Es besteht eine starke Beziehung zwischen dem Menschen und seiner Gesellschaft und dem Symbol des Baumes.
In dieser Gestalt ist der Baum auch von Joseph Beuys in „7000 Eichen“ eingesetzt worden. In einer Zeit, in der Bäume sterben, pflanzte Beuys Bäume und entwickelte daran seine gesellschaftlichen Forderungen.
Die Blume, die Blüte
[Bearbeiten]Weltweit ist die Blume das Symbol für junges Leben, wegen der sternartigen Struktur der Blumenkronenblätter auch oft Symbol der Sonne, des Erdkreises oder der Mitte (z.B. die Lotusblüte in Südostasien).
Auffallende Blüten wurden nicht nur aus ästhetischen Gründen beachtet und verehrt, sondern auch wegen ihres Gehalts an psychotischen Inhaltsstoffen.
Gelegentlich werden Blüten nicht nur als unschuldige Frühlingsboten aufgefasst, sondern auch als Sinnbild für die fleischliche Lust und den gesamten Bereich der Erotik, etwa die Niteeblüte (Plumeria) bei den Mayas oder die Rose im mittelalterlichen Roma de la Rose. Neutral gesehen symbolisiert die Blume Lebenskraft und Lebensfreude, das Ende des Winters und den Sieg über den Tod.
In der christlichen Symbolik ist der nach oben offene Blütenkelch Hinweis auf das Empfangen der Gaben Gottes, der kindlichen Freuden an der Natur im Paradies, aber auch der Vergänglichkeit aller irdischen Schönheit, die erst in den Gärten des Himmels von Dauer sein kann.
Im Taoismus ist die aus dem Scheitel wachsende geistige „goldene Blüte“ das Symbol der höchsten mystischen Erleuchtung.
Die Rose
[Bearbeiten]Die Rose ist die Königin der Blumen.
In der Antike stand bei der Beachtung ihrer Symbolik der Mythos des Adonis im Vordergrund, des geliebten der Aphrodite (Venus), aus dessen Blut die ersten roten Rosen entsprossen sein sollen. Sie wurden dadurch zum Symbol der über den Tod hinausreichenden Liebe und der Wiedergeburt.

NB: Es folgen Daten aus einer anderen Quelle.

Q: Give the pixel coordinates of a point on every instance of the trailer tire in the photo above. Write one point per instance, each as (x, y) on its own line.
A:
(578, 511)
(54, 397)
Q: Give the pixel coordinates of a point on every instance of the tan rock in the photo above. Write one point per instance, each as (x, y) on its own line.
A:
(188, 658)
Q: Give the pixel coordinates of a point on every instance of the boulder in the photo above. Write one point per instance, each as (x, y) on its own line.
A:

Das Rosenfest der Rosalia ist im altrömischen Totenkult seit dem ersten Jh. bezeugt und wurde je nach der Gegend zwischen dem 11. Mai und dem 15 Juli gefeiert. In der christlichen Symbolik war die Rose Sinnbild des Blutes, das der gekreuzigte vergossen hat, und damit der himmlischen Liebe. Als Liebessymbol lebt die Rose bis in die Gegenwart fort.
Die weiße Rose ist hingegen in vielen Sagen und Legenden ein Todessymbol, kann aber auch für die Unschuld stehen.
In der Alchemie sind rote und weiße Rosen das Symbol des Dualismus Rot-Weiß, der beiden Urprinzipien Sulphur und Mercurius, und eine Rose mit sieben Ringen von Blütenblättern weist auf die sieben Metalle und ihre Entsprechungen in Form der Planeten hin. Die Verbindung von Kreuz und Rosen führt zum Symbol des Rosenkreuzes, ein Symbol der Läuterung und Symbol eines christlichen Esoterikbundes der Renaissance, der sich als „Kollegium der Weisen“ verstand.
Die Rose ist in unserer Zeit auch ein Symbol für die Revolution und den Sozialismus geworden, aber auch für die Direkte Demokratie. In diesem Sinne ist die rote Rose als Symbol von Joseph Beuys eingesetzt worden.